Hackers have a new computer virus which has the potential to make them a lot of money, the Crypto Locker Virus.

Eliya Azoulay is the case manager at Expert Data Forensics, a company which specializes in investigating electronic evidence.

"[They] hack into the server and what they do is encrypt files, especially thick files, and then they leave little obnoxious notes requesting money to get the decryption codes," Azoulay said.

Recently Azoulay said one of her clients, an out-of-state law firm, had just that happen to them.

"That company did not have updated firewalls or updated service packs on their server," Azoulay said.

Azoulay's team started to decode the files, but soon realized that would take far too long.

"The algorithm specified that it would take approximately 90 years to crack the code," Azoulay said.

The Crypto Locker Virus started showing up in September, disguised as PDF files so people will unknowingly open it.

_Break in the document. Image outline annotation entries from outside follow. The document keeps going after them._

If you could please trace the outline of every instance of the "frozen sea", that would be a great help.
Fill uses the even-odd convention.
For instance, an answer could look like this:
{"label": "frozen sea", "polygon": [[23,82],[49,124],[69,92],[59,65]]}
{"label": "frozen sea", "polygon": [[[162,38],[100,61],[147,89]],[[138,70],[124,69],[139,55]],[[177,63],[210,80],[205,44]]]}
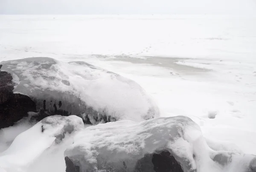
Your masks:
{"label": "frozen sea", "polygon": [[256,17],[0,15],[0,61],[32,57],[131,79],[161,116],[189,117],[209,140],[256,155]]}

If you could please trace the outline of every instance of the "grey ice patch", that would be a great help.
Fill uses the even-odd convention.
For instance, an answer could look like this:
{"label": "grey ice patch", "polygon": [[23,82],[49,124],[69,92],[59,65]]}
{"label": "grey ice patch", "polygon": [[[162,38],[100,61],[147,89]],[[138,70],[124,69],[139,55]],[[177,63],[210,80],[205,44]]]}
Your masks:
{"label": "grey ice patch", "polygon": [[230,155],[221,153],[215,155],[213,160],[220,164],[224,166],[230,163],[231,162],[232,159]]}
{"label": "grey ice patch", "polygon": [[250,170],[250,172],[256,172],[256,158],[253,158],[250,163],[249,167]]}
{"label": "grey ice patch", "polygon": [[218,114],[218,112],[216,111],[208,111],[208,118],[210,119],[214,119]]}

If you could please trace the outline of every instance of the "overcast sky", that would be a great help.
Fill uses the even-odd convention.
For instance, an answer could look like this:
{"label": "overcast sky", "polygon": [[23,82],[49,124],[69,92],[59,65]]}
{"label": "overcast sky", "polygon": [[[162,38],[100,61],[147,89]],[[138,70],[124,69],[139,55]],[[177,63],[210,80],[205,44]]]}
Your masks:
{"label": "overcast sky", "polygon": [[256,0],[0,0],[0,14],[250,15]]}

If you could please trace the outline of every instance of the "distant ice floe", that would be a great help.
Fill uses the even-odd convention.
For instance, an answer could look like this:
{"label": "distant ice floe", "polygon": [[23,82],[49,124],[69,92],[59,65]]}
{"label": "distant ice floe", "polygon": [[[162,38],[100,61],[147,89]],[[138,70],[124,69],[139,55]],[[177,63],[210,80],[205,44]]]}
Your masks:
{"label": "distant ice floe", "polygon": [[75,136],[64,152],[66,172],[256,171],[256,156],[215,146],[184,116],[99,124]]}
{"label": "distant ice floe", "polygon": [[151,97],[135,82],[84,62],[32,57],[0,63],[1,71],[12,74],[14,92],[29,96],[44,117],[75,115],[96,124],[159,115]]}
{"label": "distant ice floe", "polygon": [[44,118],[19,135],[10,146],[0,154],[0,172],[49,171],[47,167],[54,170],[54,166],[48,166],[50,161],[47,160],[57,168],[63,167],[64,171],[63,152],[73,143],[74,135],[83,128],[82,119],[75,115]]}

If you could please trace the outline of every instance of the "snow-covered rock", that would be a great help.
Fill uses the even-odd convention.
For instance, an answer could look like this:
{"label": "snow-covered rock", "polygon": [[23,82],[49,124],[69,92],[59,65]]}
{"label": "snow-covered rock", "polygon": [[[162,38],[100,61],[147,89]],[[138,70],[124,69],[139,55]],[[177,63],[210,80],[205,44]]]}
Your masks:
{"label": "snow-covered rock", "polygon": [[255,156],[211,149],[184,116],[86,128],[64,156],[67,172],[256,172]]}
{"label": "snow-covered rock", "polygon": [[[0,72],[12,77],[4,86],[28,96],[40,112],[39,120],[52,115],[74,115],[95,124],[141,121],[159,115],[157,106],[137,83],[84,62],[32,57],[0,63]],[[0,116],[8,116],[2,113]]]}
{"label": "snow-covered rock", "polygon": [[[49,163],[42,165],[46,165],[47,159],[53,160],[51,154],[58,156],[52,161],[59,169],[54,171],[61,172],[61,167],[64,171],[64,151],[72,143],[73,135],[83,128],[82,119],[75,115],[54,115],[44,119],[16,137],[10,147],[0,154],[0,171],[49,171],[47,170]],[[41,161],[41,157],[46,155],[47,158]]]}

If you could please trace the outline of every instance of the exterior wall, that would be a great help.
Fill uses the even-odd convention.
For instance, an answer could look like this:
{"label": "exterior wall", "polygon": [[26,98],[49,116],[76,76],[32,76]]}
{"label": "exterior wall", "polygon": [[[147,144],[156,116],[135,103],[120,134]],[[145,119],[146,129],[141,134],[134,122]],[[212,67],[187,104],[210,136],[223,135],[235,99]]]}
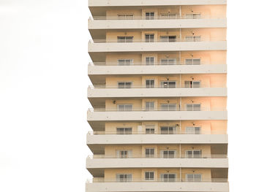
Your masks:
{"label": "exterior wall", "polygon": [[[182,28],[181,29],[181,37],[184,39],[186,36],[200,36],[202,41],[225,41],[226,39],[225,28]],[[145,41],[145,34],[154,34],[154,39],[159,39],[161,36],[176,36],[180,38],[179,29],[169,29],[166,31],[108,31],[106,32],[106,39],[117,40],[118,36],[132,36],[134,41],[143,39]]]}
{"label": "exterior wall", "polygon": [[[105,107],[107,110],[117,109],[118,104],[132,104],[133,109],[145,108],[146,102],[154,101],[154,108],[157,110],[160,107],[161,104],[176,104],[177,108],[178,108],[181,99],[170,98],[170,99],[118,99],[115,100],[116,103],[113,103],[115,99],[106,99]],[[202,110],[225,110],[227,106],[226,97],[189,97],[181,99],[181,109],[185,109],[186,104],[201,104]]]}
{"label": "exterior wall", "polygon": [[[180,7],[179,6],[168,6],[163,8],[143,8],[142,9],[118,9],[116,10],[107,10],[107,16],[117,16],[118,15],[132,14],[135,16],[145,16],[146,12],[154,12],[155,17],[159,17],[161,14],[176,14],[179,15]],[[190,5],[190,6],[181,6],[181,15],[186,15],[186,14],[200,13],[202,17],[225,17],[226,15],[226,6],[225,5]]]}
{"label": "exterior wall", "polygon": [[[181,124],[180,124],[181,123]],[[155,132],[159,133],[160,127],[164,126],[176,126],[178,124],[181,126],[181,131],[184,132],[187,126],[200,126],[201,127],[202,134],[227,134],[227,120],[182,120],[182,121],[144,121],[137,123],[117,123],[117,122],[106,122],[105,131],[108,133],[116,133],[116,128],[130,127],[132,128],[132,133],[138,133],[138,126],[141,126],[142,133],[146,132],[146,126],[152,125],[154,126]],[[194,126],[195,125],[195,126]]]}
{"label": "exterior wall", "polygon": [[106,145],[105,147],[105,155],[116,156],[116,150],[132,150],[132,157],[145,157],[146,148],[154,148],[156,155],[161,155],[161,150],[173,150],[176,151],[176,157],[184,156],[185,151],[188,150],[200,150],[202,155],[211,155],[211,145],[182,145],[180,153],[179,145]]}
{"label": "exterior wall", "polygon": [[154,57],[155,61],[160,62],[162,58],[176,58],[177,61],[184,62],[186,58],[200,58],[203,64],[225,64],[226,51],[183,51],[181,53],[179,61],[178,52],[169,52],[165,53],[108,53],[106,55],[106,62],[117,63],[118,59],[133,59],[135,64],[146,63],[146,57]]}
{"label": "exterior wall", "polygon": [[[105,169],[105,179],[116,180],[116,174],[132,174],[133,180],[144,180],[145,172],[154,172],[157,178],[161,178],[161,174],[170,173],[176,174],[176,178],[180,178],[180,169]],[[210,169],[182,169],[181,178],[186,179],[186,174],[202,174],[203,180],[209,180],[211,178]],[[155,177],[155,179],[157,179]]]}
{"label": "exterior wall", "polygon": [[[95,4],[95,6],[97,7],[91,7],[94,18],[89,20],[89,25],[90,28],[91,22],[90,32],[93,39],[95,40],[97,39],[106,39],[106,42],[109,42],[108,45],[103,43],[104,42],[99,43],[100,41],[94,41],[94,42],[90,41],[89,43],[89,52],[92,61],[105,63],[100,65],[95,62],[95,65],[91,65],[95,67],[95,71],[99,69],[102,73],[95,73],[92,74],[92,76],[94,74],[95,76],[90,76],[90,78],[94,79],[94,84],[97,82],[100,82],[102,84],[105,84],[108,88],[108,86],[117,86],[118,82],[124,81],[132,82],[134,88],[140,88],[145,87],[146,80],[154,80],[156,87],[159,87],[161,82],[165,80],[176,81],[176,85],[181,85],[184,84],[185,81],[194,80],[200,81],[202,88],[226,88],[226,69],[221,70],[219,67],[214,66],[218,65],[219,66],[226,64],[225,1],[209,0],[206,2],[204,0],[172,0],[170,1],[163,0],[158,2],[153,0],[143,1],[110,0],[107,1],[103,2],[102,1],[102,2],[99,2],[98,0],[95,0],[94,2],[89,1],[89,4]],[[170,5],[170,4],[173,5]],[[204,5],[205,4],[206,4]],[[124,5],[127,7],[126,7]],[[144,20],[147,12],[154,12],[154,20]],[[99,15],[97,15],[96,13]],[[175,20],[170,19],[168,21],[163,19],[158,20],[162,18],[162,14],[166,13],[176,14],[182,17],[177,17]],[[187,14],[192,13],[200,13],[202,18],[186,18]],[[135,20],[118,20],[116,19],[118,15],[133,15]],[[96,16],[106,16],[107,20],[99,19]],[[135,23],[127,25],[132,23],[131,22]],[[128,27],[124,27],[124,26]],[[154,35],[155,42],[157,39],[160,39],[161,36],[176,36],[177,42],[145,43],[145,35],[148,34]],[[116,43],[118,36],[132,36],[134,42],[141,42],[142,43]],[[202,42],[178,42],[179,39],[184,41],[187,36],[200,36]],[[154,58],[154,66],[140,66],[146,65],[146,57]],[[165,66],[159,65],[159,63],[161,59],[163,58],[176,58],[177,65],[166,66],[168,67],[167,69],[162,68]],[[200,66],[186,66],[184,63],[187,58],[200,58],[201,64]],[[132,59],[134,66],[117,66],[118,59]],[[157,65],[159,67],[150,68],[155,67]],[[204,68],[204,66],[206,66],[206,68]],[[101,66],[106,68],[100,69]],[[99,68],[97,69],[97,67]],[[135,67],[138,67],[136,70],[134,69]],[[191,67],[194,68],[191,69]],[[212,69],[214,67],[219,69],[217,72]],[[189,69],[185,71],[186,69]],[[115,72],[111,73],[111,70]],[[125,73],[125,70],[129,71],[129,72]],[[159,70],[160,72],[156,72],[154,73],[154,70]],[[132,74],[132,72],[135,72]],[[101,74],[104,76],[99,76]],[[98,90],[105,91],[104,88]],[[94,176],[102,177],[101,179],[104,178],[106,180],[108,179],[116,180],[116,174],[132,174],[133,180],[145,180],[145,172],[150,171],[154,172],[155,180],[160,179],[161,174],[164,173],[176,174],[177,179],[181,178],[182,180],[185,180],[186,174],[201,174],[203,180],[210,180],[207,183],[212,183],[207,184],[202,182],[199,185],[195,183],[195,185],[192,185],[192,188],[189,185],[191,183],[187,184],[186,183],[181,183],[178,184],[180,185],[173,186],[170,185],[170,187],[168,188],[168,185],[166,185],[167,187],[165,185],[165,187],[164,185],[173,183],[157,183],[157,185],[154,185],[156,183],[151,182],[151,184],[148,183],[151,185],[147,185],[148,183],[146,183],[146,188],[145,188],[143,185],[145,182],[144,184],[134,183],[134,184],[131,184],[132,185],[129,185],[128,183],[116,183],[113,182],[108,183],[108,181],[106,181],[105,183],[100,183],[99,182],[99,185],[97,186],[97,178],[95,178],[95,183],[93,184],[95,184],[96,187],[93,188],[93,184],[89,184],[92,187],[88,191],[192,191],[216,192],[228,191],[227,183],[225,185],[217,183],[217,185],[221,185],[215,186],[216,183],[211,181],[211,178],[227,177],[226,174],[224,173],[225,171],[219,171],[219,169],[226,169],[227,167],[227,159],[225,159],[226,162],[223,166],[216,166],[216,164],[218,164],[217,163],[214,164],[215,168],[218,169],[214,169],[214,165],[211,166],[214,164],[212,162],[214,162],[214,158],[212,158],[211,159],[212,161],[208,161],[208,164],[203,162],[204,160],[206,160],[206,161],[208,160],[207,158],[203,157],[204,155],[206,156],[218,155],[217,153],[227,153],[226,94],[213,95],[213,92],[217,90],[217,88],[211,89],[212,91],[209,91],[208,95],[203,94],[203,92],[208,93],[208,91],[202,88],[202,92],[197,93],[198,95],[192,95],[187,89],[180,89],[187,91],[186,93],[189,95],[182,95],[181,92],[170,93],[165,90],[165,92],[162,92],[160,96],[159,96],[159,93],[157,93],[157,95],[154,95],[154,93],[148,94],[148,92],[142,93],[141,91],[141,93],[138,93],[140,96],[138,96],[138,95],[136,95],[138,93],[129,95],[126,92],[128,89],[125,89],[121,96],[120,94],[114,95],[116,90],[115,88],[112,91],[108,89],[108,91],[113,91],[113,94],[107,91],[101,92],[100,94],[95,94],[94,97],[91,96],[90,98],[90,101],[94,107],[97,106],[97,104],[101,104],[101,106],[105,107],[107,110],[107,111],[104,111],[95,109],[94,110],[89,110],[88,112],[89,123],[94,125],[95,127],[99,125],[100,128],[97,130],[102,130],[97,131],[98,134],[96,131],[94,134],[88,134],[87,136],[87,142],[89,147],[91,147],[91,149],[95,150],[92,150],[95,152],[94,154],[113,157],[116,156],[117,150],[132,150],[132,157],[135,158],[136,157],[146,158],[146,149],[154,148],[154,154],[157,157],[161,155],[162,150],[174,150],[176,151],[177,158],[183,158],[187,150],[200,150],[202,158],[196,159],[197,162],[192,162],[188,158],[182,158],[182,160],[189,161],[190,165],[189,164],[182,164],[181,161],[178,161],[180,160],[178,158],[175,158],[176,161],[175,161],[176,165],[174,165],[172,163],[173,161],[169,162],[169,160],[162,158],[168,161],[163,162],[169,163],[162,164],[165,166],[157,166],[158,164],[160,163],[157,161],[157,158],[154,158],[154,164],[151,164],[151,166],[148,164],[148,160],[150,159],[148,158],[147,162],[145,163],[143,161],[145,158],[136,158],[138,161],[136,161],[136,166],[135,166],[135,162],[132,161],[134,160],[131,158],[124,158],[124,161],[121,162],[118,161],[118,158],[114,158],[116,161],[113,161],[112,162],[110,158],[108,159],[106,158],[100,158],[100,155],[99,155],[97,158],[97,155],[95,155],[95,159],[99,161],[95,161],[94,164],[96,166],[89,167],[89,171]],[[155,91],[160,92],[162,91],[160,90],[162,89],[156,90]],[[175,90],[178,91],[178,89]],[[128,91],[132,92],[135,91],[135,89]],[[118,91],[122,91],[122,90],[118,89]],[[176,107],[181,108],[182,110],[185,109],[186,104],[200,104],[202,111],[151,111],[145,112],[141,111],[141,109],[146,108],[146,101],[154,101],[155,110],[158,110],[161,104],[176,104]],[[117,105],[122,104],[132,104],[133,110],[138,111],[118,112]],[[108,110],[113,110],[113,111],[110,112]],[[205,112],[206,110],[208,112]],[[146,128],[149,126],[154,127],[154,134],[146,134]],[[161,134],[161,127],[166,126],[176,126],[177,132],[173,134]],[[200,134],[187,134],[185,133],[187,127],[192,126],[200,127]],[[117,134],[117,128],[128,127],[132,128],[131,135]],[[90,161],[95,159],[90,158]],[[105,162],[104,160],[106,159],[112,164],[109,164],[108,166],[102,166]],[[141,162],[139,161],[141,161]],[[124,163],[128,161],[129,162],[129,165]],[[118,166],[116,166],[114,162],[118,162]],[[102,165],[98,166],[98,163],[102,164]],[[202,164],[205,166],[202,166]],[[108,185],[108,184],[110,185]],[[127,185],[122,185],[123,184]],[[133,185],[135,188],[132,188]],[[157,185],[163,185],[163,187]],[[158,187],[154,188],[154,186]]]}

Typically, it will display a timer stating that you have four days to pay the ransom, which it wants paid in Moneypak vouchers or Bitcoins. Moneypak and Bitcoins are forms of internet currency which are untraceable.

According to Azoulay, so is the virus itself.

"It basically took us on a wild goose chase. We went by the IP address to a server in Hong Kong, bounced off to a server in Nigeria," Azoulay said.

But the law firm didn't have the money to keep up the chase.

"We stopped four weeks into the project. It was just not cost effective for our client," Azoulay said.

Despite how frustrating it is, Azoulay said you should never give in to the ransom because there's no guarantee they will unlock the files. She was able to get her those files back for her clients.

"Luckily enough, there was a backup that we were able to do a little bit of forensic recovery and retrieve some of the files," Azoulay said.